O governo da Venezuela anunciou, nesta sexta-feira (9), que vai iniciar um processo exploratório diplomático com os Estados Unidos, visando o restabelecimento das relações bilaterais, rompidas desde 2019. A decisão ocorre em meio a um cenário de tensão extrema, marcado pela recente invasão militar norte-americana e pelo sequestro do presidente Nicolás Maduro e da primeira-dama, Cilia Flores.
O contexto da crise e o comunicado oficial
Segundo comunicado divulgado pelo chanceler venezuelano, Yván Gil, a iniciativa diplomática tem como objetivo abordar, entre outros pontos, a agressão militar e o sequestro do casal presidencial, ocorridos no último sábado (3). O texto do Ministério das Relações Exteriores da Venezuela é contundente ao descrever os eventos.
"O Governo da República Bolivariana da Venezuela reitera a denúncia a nível internacional que foi vítima de uma agressão criminosa, ilegítima e ilegal contra o seu território e o seu povo", afirma o documento. A ação, segundo o governo de Caracas, resultou em mais de uma centena de mortes de civis e militares.
O comunicado ainda classifica o sequestro de Maduro e Flores como uma "grave violação da imunidade pessoal dos chefes de Estado" e dos princípios fundamentais da ordem jurídica internacional. A retomada do diálogo, conforme anunciado, pretende tratar desta situação específica, sempre no marco do direito internacional e em defesa da soberania nacional.
Reação regional e movimentos nos EUA
A crise venezuelana gerou imediata reação nos países da América Latina.

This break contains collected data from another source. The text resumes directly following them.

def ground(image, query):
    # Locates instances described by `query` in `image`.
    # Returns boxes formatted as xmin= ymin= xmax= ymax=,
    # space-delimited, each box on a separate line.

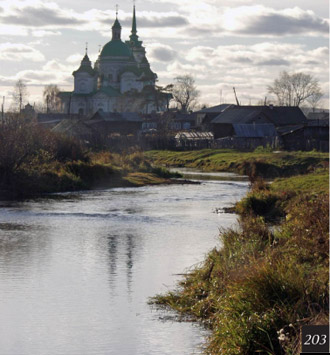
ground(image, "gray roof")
xmin=277 ymin=125 xmax=304 ymax=136
xmin=211 ymin=106 xmax=268 ymax=124
xmin=52 ymin=119 xmax=95 ymax=136
xmin=196 ymin=104 xmax=231 ymax=114
xmin=233 ymin=123 xmax=278 ymax=137
xmin=211 ymin=105 xmax=307 ymax=126
xmin=37 ymin=113 xmax=71 ymax=123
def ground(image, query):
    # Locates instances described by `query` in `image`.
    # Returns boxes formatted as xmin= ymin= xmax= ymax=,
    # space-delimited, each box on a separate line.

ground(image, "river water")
xmin=0 ymin=171 xmax=248 ymax=355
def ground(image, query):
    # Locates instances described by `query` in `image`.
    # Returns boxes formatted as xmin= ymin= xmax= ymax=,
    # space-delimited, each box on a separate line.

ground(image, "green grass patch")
xmin=145 ymin=149 xmax=329 ymax=178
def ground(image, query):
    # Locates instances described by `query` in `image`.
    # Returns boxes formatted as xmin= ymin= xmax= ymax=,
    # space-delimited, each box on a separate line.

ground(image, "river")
xmin=0 ymin=171 xmax=248 ymax=355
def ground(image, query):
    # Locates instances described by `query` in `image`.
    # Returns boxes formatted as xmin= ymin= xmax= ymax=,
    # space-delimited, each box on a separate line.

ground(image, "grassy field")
xmin=150 ymin=149 xmax=329 ymax=355
xmin=145 ymin=149 xmax=328 ymax=178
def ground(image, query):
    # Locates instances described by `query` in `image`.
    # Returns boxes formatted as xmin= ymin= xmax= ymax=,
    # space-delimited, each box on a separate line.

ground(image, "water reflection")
xmin=0 ymin=176 xmax=248 ymax=355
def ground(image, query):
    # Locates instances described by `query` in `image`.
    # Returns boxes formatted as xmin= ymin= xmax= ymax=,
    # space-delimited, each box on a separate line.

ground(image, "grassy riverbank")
xmin=150 ymin=150 xmax=329 ymax=354
xmin=0 ymin=117 xmax=185 ymax=199
xmin=0 ymin=150 xmax=179 ymax=199
xmin=146 ymin=149 xmax=328 ymax=178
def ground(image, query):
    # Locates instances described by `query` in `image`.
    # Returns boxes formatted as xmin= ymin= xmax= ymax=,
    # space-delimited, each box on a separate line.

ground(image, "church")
xmin=59 ymin=6 xmax=169 ymax=115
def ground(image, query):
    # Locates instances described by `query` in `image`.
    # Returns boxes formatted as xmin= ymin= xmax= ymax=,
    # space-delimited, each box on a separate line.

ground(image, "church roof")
xmin=112 ymin=18 xmax=121 ymax=29
xmin=100 ymin=39 xmax=132 ymax=58
xmin=73 ymin=53 xmax=96 ymax=76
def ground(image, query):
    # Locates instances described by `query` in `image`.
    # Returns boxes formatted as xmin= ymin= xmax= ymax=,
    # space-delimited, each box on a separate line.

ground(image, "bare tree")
xmin=43 ymin=84 xmax=61 ymax=113
xmin=11 ymin=80 xmax=29 ymax=112
xmin=307 ymin=90 xmax=323 ymax=112
xmin=171 ymin=75 xmax=199 ymax=113
xmin=268 ymin=71 xmax=322 ymax=107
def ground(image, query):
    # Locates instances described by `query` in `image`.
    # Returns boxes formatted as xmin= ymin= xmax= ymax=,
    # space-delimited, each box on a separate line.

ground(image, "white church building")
xmin=59 ymin=6 xmax=170 ymax=115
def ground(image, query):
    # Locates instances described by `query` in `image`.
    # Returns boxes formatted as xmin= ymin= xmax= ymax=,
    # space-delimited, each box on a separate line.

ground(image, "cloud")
xmin=31 ymin=30 xmax=61 ymax=37
xmin=223 ymin=6 xmax=329 ymax=36
xmin=1 ymin=5 xmax=86 ymax=27
xmin=158 ymin=41 xmax=328 ymax=105
xmin=148 ymin=44 xmax=177 ymax=62
xmin=258 ymin=59 xmax=291 ymax=66
xmin=0 ymin=43 xmax=45 ymax=62
xmin=119 ymin=15 xmax=188 ymax=28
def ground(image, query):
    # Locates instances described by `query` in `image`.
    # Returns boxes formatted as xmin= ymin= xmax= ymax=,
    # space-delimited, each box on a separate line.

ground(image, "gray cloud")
xmin=1 ymin=6 xmax=86 ymax=27
xmin=103 ymin=15 xmax=188 ymax=28
xmin=233 ymin=57 xmax=253 ymax=63
xmin=182 ymin=26 xmax=217 ymax=37
xmin=241 ymin=12 xmax=329 ymax=36
xmin=151 ymin=47 xmax=176 ymax=62
xmin=258 ymin=59 xmax=290 ymax=66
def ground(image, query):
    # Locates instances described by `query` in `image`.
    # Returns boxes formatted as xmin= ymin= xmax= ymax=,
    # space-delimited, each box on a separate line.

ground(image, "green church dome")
xmin=100 ymin=40 xmax=132 ymax=58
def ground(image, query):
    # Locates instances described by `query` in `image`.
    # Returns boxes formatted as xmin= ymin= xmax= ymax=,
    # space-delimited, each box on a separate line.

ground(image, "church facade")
xmin=59 ymin=6 xmax=169 ymax=115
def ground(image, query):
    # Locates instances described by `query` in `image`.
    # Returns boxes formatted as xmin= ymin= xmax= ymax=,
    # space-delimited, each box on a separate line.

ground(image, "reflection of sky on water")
xmin=0 ymin=177 xmax=248 ymax=355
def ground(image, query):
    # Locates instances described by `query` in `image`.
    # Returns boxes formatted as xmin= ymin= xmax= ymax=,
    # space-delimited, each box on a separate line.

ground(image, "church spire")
xmin=112 ymin=5 xmax=122 ymax=40
xmin=129 ymin=4 xmax=140 ymax=45
xmin=132 ymin=4 xmax=137 ymax=36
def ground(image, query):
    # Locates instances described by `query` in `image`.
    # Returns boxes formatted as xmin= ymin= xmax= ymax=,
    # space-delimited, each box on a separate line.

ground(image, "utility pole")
xmin=1 ymin=96 xmax=5 ymax=123
xmin=233 ymin=87 xmax=239 ymax=106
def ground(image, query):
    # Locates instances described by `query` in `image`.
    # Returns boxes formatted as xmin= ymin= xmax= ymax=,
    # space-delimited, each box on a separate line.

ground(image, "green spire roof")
xmin=112 ymin=18 xmax=121 ymax=29
xmin=129 ymin=5 xmax=142 ymax=47
xmin=132 ymin=5 xmax=137 ymax=35
xmin=73 ymin=53 xmax=96 ymax=76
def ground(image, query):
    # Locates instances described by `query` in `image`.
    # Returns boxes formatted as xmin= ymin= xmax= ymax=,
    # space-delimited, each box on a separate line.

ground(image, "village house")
xmin=210 ymin=105 xmax=307 ymax=139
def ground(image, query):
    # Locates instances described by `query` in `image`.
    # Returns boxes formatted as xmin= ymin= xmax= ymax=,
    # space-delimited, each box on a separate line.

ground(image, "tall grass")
xmin=151 ymin=175 xmax=329 ymax=354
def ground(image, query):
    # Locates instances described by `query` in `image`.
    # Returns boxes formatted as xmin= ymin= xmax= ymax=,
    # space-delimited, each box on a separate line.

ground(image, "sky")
xmin=0 ymin=0 xmax=328 ymax=109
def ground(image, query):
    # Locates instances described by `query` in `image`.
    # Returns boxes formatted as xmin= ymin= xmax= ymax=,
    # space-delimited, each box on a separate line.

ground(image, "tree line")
xmin=8 ymin=71 xmax=324 ymax=115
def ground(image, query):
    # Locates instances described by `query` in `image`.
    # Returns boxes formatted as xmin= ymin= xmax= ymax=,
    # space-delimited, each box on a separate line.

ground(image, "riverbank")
xmin=150 ymin=151 xmax=329 ymax=354
xmin=145 ymin=149 xmax=328 ymax=178
xmin=0 ymin=151 xmax=181 ymax=199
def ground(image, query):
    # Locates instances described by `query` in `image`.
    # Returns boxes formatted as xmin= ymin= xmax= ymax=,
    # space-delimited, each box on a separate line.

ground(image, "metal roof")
xmin=211 ymin=105 xmax=307 ymax=126
xmin=175 ymin=131 xmax=214 ymax=140
xmin=195 ymin=104 xmax=231 ymax=114
xmin=233 ymin=124 xmax=277 ymax=137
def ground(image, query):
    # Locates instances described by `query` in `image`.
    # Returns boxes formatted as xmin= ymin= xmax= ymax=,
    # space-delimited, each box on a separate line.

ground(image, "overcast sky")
xmin=0 ymin=0 xmax=328 ymax=108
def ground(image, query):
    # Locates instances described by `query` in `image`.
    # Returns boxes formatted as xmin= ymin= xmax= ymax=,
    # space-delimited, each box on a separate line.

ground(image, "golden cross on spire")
xmin=116 ymin=4 xmax=118 ymax=18
xmin=85 ymin=42 xmax=88 ymax=55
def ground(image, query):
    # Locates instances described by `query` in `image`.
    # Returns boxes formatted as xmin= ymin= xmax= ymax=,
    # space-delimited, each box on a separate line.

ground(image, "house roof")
xmin=37 ymin=113 xmax=72 ymax=123
xmin=277 ymin=125 xmax=305 ymax=136
xmin=211 ymin=105 xmax=307 ymax=126
xmin=195 ymin=104 xmax=231 ymax=114
xmin=266 ymin=106 xmax=307 ymax=126
xmin=233 ymin=123 xmax=278 ymax=137
xmin=52 ymin=119 xmax=95 ymax=136
xmin=211 ymin=106 xmax=268 ymax=124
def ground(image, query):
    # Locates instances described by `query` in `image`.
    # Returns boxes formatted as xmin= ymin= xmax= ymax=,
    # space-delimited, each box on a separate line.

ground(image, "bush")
xmin=254 ymin=144 xmax=273 ymax=153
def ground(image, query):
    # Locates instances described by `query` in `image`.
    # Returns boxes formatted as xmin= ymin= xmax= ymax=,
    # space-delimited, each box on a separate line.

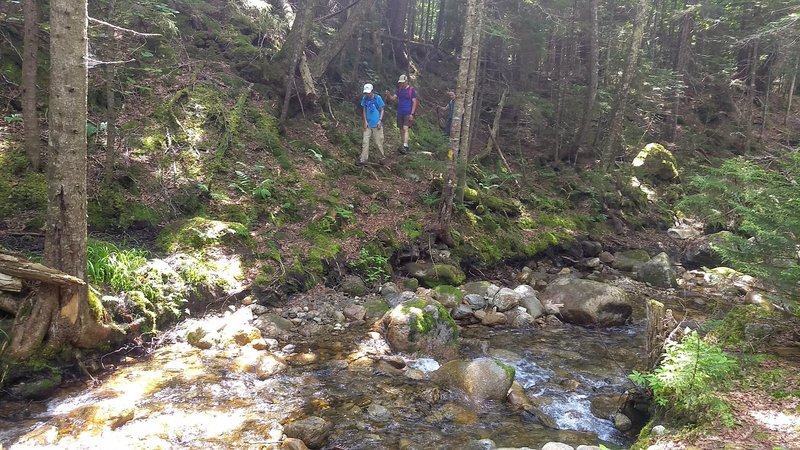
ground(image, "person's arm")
xmin=411 ymin=97 xmax=418 ymax=117
xmin=362 ymin=100 xmax=368 ymax=128
xmin=378 ymin=106 xmax=384 ymax=128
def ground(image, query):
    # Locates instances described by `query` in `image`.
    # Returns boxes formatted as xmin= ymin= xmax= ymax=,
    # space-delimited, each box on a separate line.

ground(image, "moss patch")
xmin=156 ymin=216 xmax=252 ymax=252
xmin=495 ymin=360 xmax=516 ymax=381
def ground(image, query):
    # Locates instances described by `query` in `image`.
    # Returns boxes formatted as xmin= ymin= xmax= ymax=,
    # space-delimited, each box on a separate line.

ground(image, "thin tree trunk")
xmin=22 ymin=0 xmax=41 ymax=171
xmin=786 ymin=56 xmax=797 ymax=126
xmin=601 ymin=0 xmax=648 ymax=166
xmin=387 ymin=0 xmax=410 ymax=66
xmin=667 ymin=2 xmax=693 ymax=142
xmin=434 ymin=0 xmax=446 ymax=47
xmin=438 ymin=0 xmax=478 ymax=245
xmin=456 ymin=0 xmax=483 ymax=203
xmin=569 ymin=0 xmax=598 ymax=165
xmin=103 ymin=0 xmax=118 ymax=183
xmin=279 ymin=0 xmax=317 ymax=126
xmin=760 ymin=64 xmax=770 ymax=141
xmin=744 ymin=38 xmax=759 ymax=153
xmin=483 ymin=88 xmax=508 ymax=155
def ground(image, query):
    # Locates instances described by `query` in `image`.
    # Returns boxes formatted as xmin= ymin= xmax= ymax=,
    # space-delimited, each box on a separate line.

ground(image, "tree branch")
xmin=88 ymin=17 xmax=162 ymax=37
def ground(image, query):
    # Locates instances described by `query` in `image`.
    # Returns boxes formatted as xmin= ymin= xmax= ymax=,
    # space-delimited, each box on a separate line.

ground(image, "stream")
xmin=0 ymin=298 xmax=645 ymax=450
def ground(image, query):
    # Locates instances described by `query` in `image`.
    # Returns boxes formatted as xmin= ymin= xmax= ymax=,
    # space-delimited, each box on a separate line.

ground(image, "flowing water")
xmin=0 ymin=303 xmax=645 ymax=449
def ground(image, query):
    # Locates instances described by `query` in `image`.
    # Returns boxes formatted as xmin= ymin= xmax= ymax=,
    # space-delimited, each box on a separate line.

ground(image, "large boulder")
xmin=682 ymin=231 xmax=730 ymax=268
xmin=431 ymin=357 xmax=515 ymax=402
xmin=638 ymin=252 xmax=678 ymax=288
xmin=488 ymin=287 xmax=521 ymax=312
xmin=403 ymin=262 xmax=465 ymax=287
xmin=540 ymin=277 xmax=632 ymax=326
xmin=632 ymin=142 xmax=679 ymax=181
xmin=379 ymin=297 xmax=458 ymax=354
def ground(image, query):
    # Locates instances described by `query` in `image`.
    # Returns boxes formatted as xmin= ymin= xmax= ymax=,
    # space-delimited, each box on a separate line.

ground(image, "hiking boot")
xmin=399 ymin=145 xmax=409 ymax=154
xmin=355 ymin=160 xmax=366 ymax=166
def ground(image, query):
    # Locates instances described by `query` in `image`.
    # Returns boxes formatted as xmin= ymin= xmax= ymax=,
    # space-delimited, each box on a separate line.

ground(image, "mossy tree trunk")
xmin=22 ymin=0 xmax=42 ymax=171
xmin=6 ymin=0 xmax=113 ymax=361
xmin=279 ymin=0 xmax=318 ymax=127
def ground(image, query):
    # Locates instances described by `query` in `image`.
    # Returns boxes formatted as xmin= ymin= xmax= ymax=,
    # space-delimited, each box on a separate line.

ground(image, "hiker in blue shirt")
xmin=357 ymin=83 xmax=385 ymax=165
xmin=387 ymin=74 xmax=418 ymax=154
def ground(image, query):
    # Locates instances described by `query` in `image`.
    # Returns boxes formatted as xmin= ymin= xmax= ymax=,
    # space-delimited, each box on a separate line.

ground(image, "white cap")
xmin=397 ymin=74 xmax=408 ymax=83
xmin=363 ymin=83 xmax=374 ymax=93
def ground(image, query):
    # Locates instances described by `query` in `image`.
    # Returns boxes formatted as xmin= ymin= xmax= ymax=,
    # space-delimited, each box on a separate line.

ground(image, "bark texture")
xmin=22 ymin=0 xmax=41 ymax=171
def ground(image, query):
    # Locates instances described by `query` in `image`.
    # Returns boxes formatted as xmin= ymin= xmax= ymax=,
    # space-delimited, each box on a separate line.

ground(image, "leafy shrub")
xmin=629 ymin=331 xmax=737 ymax=425
xmin=350 ymin=247 xmax=390 ymax=284
xmin=679 ymin=155 xmax=800 ymax=300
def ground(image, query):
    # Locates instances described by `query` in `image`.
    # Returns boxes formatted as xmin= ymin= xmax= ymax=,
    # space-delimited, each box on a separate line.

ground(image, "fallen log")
xmin=0 ymin=254 xmax=85 ymax=286
xmin=0 ymin=292 xmax=20 ymax=315
xmin=1 ymin=272 xmax=23 ymax=292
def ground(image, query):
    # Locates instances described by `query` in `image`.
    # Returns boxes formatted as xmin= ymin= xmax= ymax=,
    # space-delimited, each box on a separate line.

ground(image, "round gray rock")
xmin=540 ymin=277 xmax=632 ymax=327
xmin=283 ymin=416 xmax=332 ymax=449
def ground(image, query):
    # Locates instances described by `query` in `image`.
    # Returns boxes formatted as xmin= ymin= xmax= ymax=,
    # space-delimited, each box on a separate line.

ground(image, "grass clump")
xmin=87 ymin=239 xmax=149 ymax=292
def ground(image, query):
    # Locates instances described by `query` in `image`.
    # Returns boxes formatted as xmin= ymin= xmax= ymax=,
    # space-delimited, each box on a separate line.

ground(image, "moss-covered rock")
xmin=612 ymin=249 xmax=651 ymax=272
xmin=403 ymin=262 xmax=465 ymax=288
xmin=632 ymin=143 xmax=679 ymax=181
xmin=379 ymin=297 xmax=458 ymax=355
xmin=156 ymin=217 xmax=252 ymax=252
xmin=432 ymin=285 xmax=464 ymax=308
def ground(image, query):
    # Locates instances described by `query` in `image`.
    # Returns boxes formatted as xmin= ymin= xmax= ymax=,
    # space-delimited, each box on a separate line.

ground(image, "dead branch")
xmin=0 ymin=292 xmax=20 ymax=315
xmin=88 ymin=17 xmax=162 ymax=37
xmin=0 ymin=254 xmax=86 ymax=286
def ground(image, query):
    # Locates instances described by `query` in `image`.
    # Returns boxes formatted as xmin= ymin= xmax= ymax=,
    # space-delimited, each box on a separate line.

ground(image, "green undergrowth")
xmin=156 ymin=216 xmax=253 ymax=253
xmin=0 ymin=146 xmax=46 ymax=227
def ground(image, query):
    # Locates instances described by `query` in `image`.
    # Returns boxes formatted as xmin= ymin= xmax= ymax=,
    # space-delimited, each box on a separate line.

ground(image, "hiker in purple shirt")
xmin=387 ymin=74 xmax=418 ymax=154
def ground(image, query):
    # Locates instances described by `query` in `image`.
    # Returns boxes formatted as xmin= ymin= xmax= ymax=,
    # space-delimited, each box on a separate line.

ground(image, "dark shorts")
xmin=397 ymin=114 xmax=412 ymax=128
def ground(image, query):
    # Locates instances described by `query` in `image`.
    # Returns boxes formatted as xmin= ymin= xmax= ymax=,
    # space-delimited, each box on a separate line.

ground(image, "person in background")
xmin=387 ymin=74 xmax=417 ymax=154
xmin=357 ymin=83 xmax=385 ymax=166
xmin=439 ymin=89 xmax=456 ymax=137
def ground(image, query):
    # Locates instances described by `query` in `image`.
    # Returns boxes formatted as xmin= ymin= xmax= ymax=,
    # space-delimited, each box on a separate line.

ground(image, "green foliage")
xmin=3 ymin=113 xmax=23 ymax=123
xmin=0 ymin=146 xmax=47 ymax=221
xmin=86 ymin=239 xmax=149 ymax=292
xmin=350 ymin=247 xmax=391 ymax=284
xmin=678 ymin=155 xmax=800 ymax=299
xmin=629 ymin=331 xmax=737 ymax=425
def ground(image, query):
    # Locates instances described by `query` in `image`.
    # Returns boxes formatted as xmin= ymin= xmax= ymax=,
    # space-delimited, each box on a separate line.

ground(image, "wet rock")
xmin=541 ymin=442 xmax=574 ymax=450
xmin=667 ymin=226 xmax=700 ymax=240
xmin=514 ymin=285 xmax=544 ymax=318
xmin=464 ymin=439 xmax=496 ymax=450
xmin=254 ymin=313 xmax=294 ymax=339
xmin=432 ymin=285 xmax=464 ymax=308
xmin=638 ymin=252 xmax=678 ymax=288
xmin=283 ymin=416 xmax=332 ymax=449
xmin=187 ymin=326 xmax=215 ymax=349
xmin=479 ymin=309 xmax=507 ymax=326
xmin=91 ymin=401 xmax=136 ymax=429
xmin=256 ymin=354 xmax=287 ymax=379
xmin=341 ymin=275 xmax=367 ymax=297
xmin=528 ymin=405 xmax=559 ymax=429
xmin=461 ymin=281 xmax=493 ymax=297
xmin=581 ymin=240 xmax=603 ymax=257
xmin=598 ymin=251 xmax=615 ymax=264
xmin=683 ymin=231 xmax=730 ymax=268
xmin=281 ymin=438 xmax=309 ymax=450
xmin=490 ymin=288 xmax=521 ymax=312
xmin=612 ymin=249 xmax=651 ymax=272
xmin=366 ymin=403 xmax=392 ymax=422
xmin=343 ymin=304 xmax=367 ymax=322
xmin=515 ymin=266 xmax=534 ymax=284
xmin=403 ymin=262 xmax=465 ymax=287
xmin=507 ymin=307 xmax=535 ymax=327
xmin=464 ymin=293 xmax=487 ymax=309
xmin=432 ymin=357 xmax=514 ymax=402
xmin=251 ymin=337 xmax=278 ymax=351
xmin=7 ymin=372 xmax=62 ymax=400
xmin=451 ymin=304 xmax=474 ymax=320
xmin=378 ymin=298 xmax=458 ymax=354
xmin=229 ymin=325 xmax=262 ymax=346
xmin=613 ymin=412 xmax=633 ymax=431
xmin=507 ymin=381 xmax=533 ymax=411
xmin=590 ymin=394 xmax=625 ymax=419
xmin=541 ymin=277 xmax=632 ymax=326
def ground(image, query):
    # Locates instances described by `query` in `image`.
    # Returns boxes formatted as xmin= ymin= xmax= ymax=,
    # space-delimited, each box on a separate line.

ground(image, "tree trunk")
xmin=455 ymin=0 xmax=483 ymax=203
xmin=601 ymin=0 xmax=648 ymax=166
xmin=22 ymin=0 xmax=41 ymax=171
xmin=786 ymin=56 xmax=797 ymax=126
xmin=7 ymin=0 xmax=112 ymax=360
xmin=103 ymin=0 xmax=118 ymax=183
xmin=279 ymin=0 xmax=317 ymax=126
xmin=387 ymin=0 xmax=410 ymax=67
xmin=569 ymin=0 xmax=598 ymax=165
xmin=483 ymin=88 xmax=508 ymax=155
xmin=744 ymin=38 xmax=759 ymax=153
xmin=434 ymin=0 xmax=446 ymax=47
xmin=438 ymin=0 xmax=480 ymax=245
xmin=310 ymin=0 xmax=375 ymax=79
xmin=666 ymin=2 xmax=693 ymax=142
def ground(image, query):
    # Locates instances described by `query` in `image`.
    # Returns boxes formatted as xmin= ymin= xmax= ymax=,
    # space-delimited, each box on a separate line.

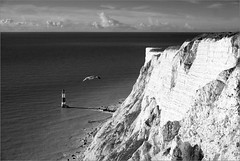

O governo brasileiro classificou o sequestro de Maduro como um evento "grave" durante uma reunião extraordinária do Conselho Permanente da Organização dos Estados Americanos (OEA). O embaixador do Brasil na entidade, Benoni Belli, alertou que o momento atual "evoca tempos considerados ultrapassados, mas que voltam a assolar a América Latina e o Caribe".
O presidente Luiz Inácio Lula da Silva manteve contato com outros líderes da região. Na quinta-feira (8), ele conversou por telefone com o presidente da Colômbia, Gustavo Petro. Ambos os países compartilham extensas fronteiras terrestres com a Venezuela, cada uma com mais de 2 mil quilômetros.
Em nota, o Palácio do Planalto destacou que os dois mandatários manifestaram grande preocupação com o uso da força contra um país sul-americano, ação que viola o direito internacional, a Carta das Nações Unidas e a soberania venezuelana. Eles ressaltaram que tais ações criam um precedente extremamente perigoso para a paz e a segurança regionais.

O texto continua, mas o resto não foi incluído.